Ce qu’il filme, il le vit de très près, de l’intérieur, pour mieux le faire partager.
Après cinq années à vivre avec les Samis dans le grand Nord pour « Jon face au vent » en 2011, le réalisateur organise plusieurs expéditions sur l’île de Tikopia pendant une durée de six années pour mieux approcher les habitants et vivre le plus près possible d’un fonctionnement qui vise à maintenir des règles de vie permettant de respecter une terre à laquelle ses habitants sont profondément attachés.
Corto Fajal réussit à saisir le lien vital qui unit les tikopiens à leur île.

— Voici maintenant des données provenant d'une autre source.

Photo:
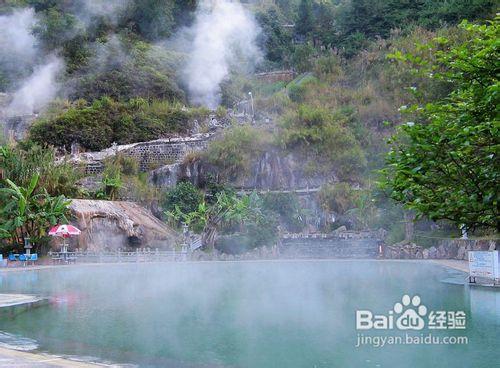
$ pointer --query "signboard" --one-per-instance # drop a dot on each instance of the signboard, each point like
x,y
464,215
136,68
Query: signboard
x,y
484,264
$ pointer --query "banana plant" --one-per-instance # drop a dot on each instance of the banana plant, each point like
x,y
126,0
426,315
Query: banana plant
x,y
28,212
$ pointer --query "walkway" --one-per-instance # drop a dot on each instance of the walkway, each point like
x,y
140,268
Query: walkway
x,y
15,300
21,359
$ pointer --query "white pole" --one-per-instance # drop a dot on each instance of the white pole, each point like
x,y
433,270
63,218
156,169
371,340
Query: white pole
x,y
251,101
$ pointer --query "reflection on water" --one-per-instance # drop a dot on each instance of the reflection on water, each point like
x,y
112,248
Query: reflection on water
x,y
252,314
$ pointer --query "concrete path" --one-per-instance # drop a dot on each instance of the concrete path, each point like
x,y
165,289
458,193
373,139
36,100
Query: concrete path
x,y
14,300
21,359
453,263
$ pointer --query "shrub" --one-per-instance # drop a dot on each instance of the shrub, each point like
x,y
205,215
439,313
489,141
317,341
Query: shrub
x,y
234,153
185,196
96,126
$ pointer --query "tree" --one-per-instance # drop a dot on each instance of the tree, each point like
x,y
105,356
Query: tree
x,y
446,165
185,196
28,212
226,210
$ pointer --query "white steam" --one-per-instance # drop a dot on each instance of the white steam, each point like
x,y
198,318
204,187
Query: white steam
x,y
34,74
16,40
37,90
224,36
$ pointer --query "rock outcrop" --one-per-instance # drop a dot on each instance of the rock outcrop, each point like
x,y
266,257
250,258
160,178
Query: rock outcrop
x,y
116,224
273,170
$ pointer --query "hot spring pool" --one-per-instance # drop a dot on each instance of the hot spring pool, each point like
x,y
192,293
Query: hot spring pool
x,y
246,314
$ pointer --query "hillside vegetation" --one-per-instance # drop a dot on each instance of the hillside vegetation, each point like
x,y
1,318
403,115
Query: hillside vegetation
x,y
362,70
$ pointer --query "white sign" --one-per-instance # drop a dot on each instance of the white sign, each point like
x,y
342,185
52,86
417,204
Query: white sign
x,y
484,264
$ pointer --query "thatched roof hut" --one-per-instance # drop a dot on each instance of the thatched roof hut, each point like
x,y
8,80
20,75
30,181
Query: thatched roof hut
x,y
118,224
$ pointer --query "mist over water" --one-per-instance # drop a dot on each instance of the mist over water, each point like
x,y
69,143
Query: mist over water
x,y
223,37
242,314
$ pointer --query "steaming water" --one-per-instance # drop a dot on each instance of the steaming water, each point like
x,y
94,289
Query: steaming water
x,y
252,314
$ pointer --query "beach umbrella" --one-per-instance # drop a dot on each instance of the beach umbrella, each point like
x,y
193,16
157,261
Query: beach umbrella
x,y
64,231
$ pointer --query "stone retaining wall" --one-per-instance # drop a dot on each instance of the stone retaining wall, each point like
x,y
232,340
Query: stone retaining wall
x,y
446,249
148,154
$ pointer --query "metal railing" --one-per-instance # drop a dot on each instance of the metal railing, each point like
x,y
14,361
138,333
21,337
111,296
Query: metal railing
x,y
119,256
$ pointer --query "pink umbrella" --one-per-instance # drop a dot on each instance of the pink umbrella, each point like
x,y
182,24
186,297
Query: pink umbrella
x,y
64,231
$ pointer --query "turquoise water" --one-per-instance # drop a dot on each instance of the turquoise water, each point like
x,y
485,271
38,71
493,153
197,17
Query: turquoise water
x,y
247,314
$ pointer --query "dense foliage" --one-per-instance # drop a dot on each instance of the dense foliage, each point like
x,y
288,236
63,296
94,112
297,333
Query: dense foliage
x,y
121,122
446,164
29,212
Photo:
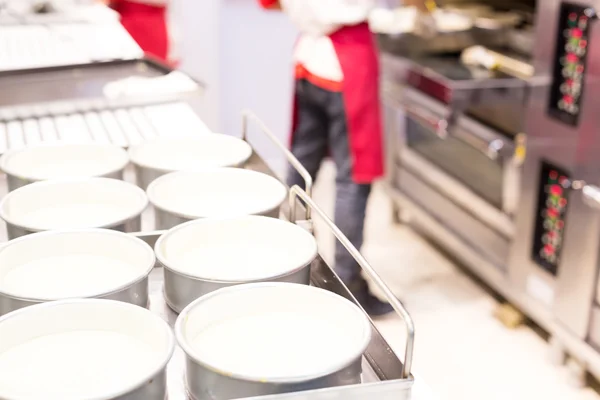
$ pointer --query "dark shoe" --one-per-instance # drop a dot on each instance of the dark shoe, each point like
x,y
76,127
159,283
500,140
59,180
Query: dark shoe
x,y
371,304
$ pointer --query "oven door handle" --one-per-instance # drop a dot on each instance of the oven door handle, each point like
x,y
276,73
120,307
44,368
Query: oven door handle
x,y
443,128
438,125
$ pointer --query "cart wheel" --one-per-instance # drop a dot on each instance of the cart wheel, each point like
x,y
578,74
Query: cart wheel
x,y
576,373
509,316
557,354
399,216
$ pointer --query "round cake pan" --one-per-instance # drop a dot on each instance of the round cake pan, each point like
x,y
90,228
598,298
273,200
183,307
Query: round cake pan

Toute la narration, l’image, les gros plans, la musique, l’ambiance sonore, la voix de l’île sont au service de cette recherche émotionnelle.
Un film utile à plusieurs titres. Il comble un vide géographique injuste. Il nous permet de prendre la mesure de ce que, dans nos civilisations boulimiques de modernité, a fini par gangrener et déshumaniser nos existences.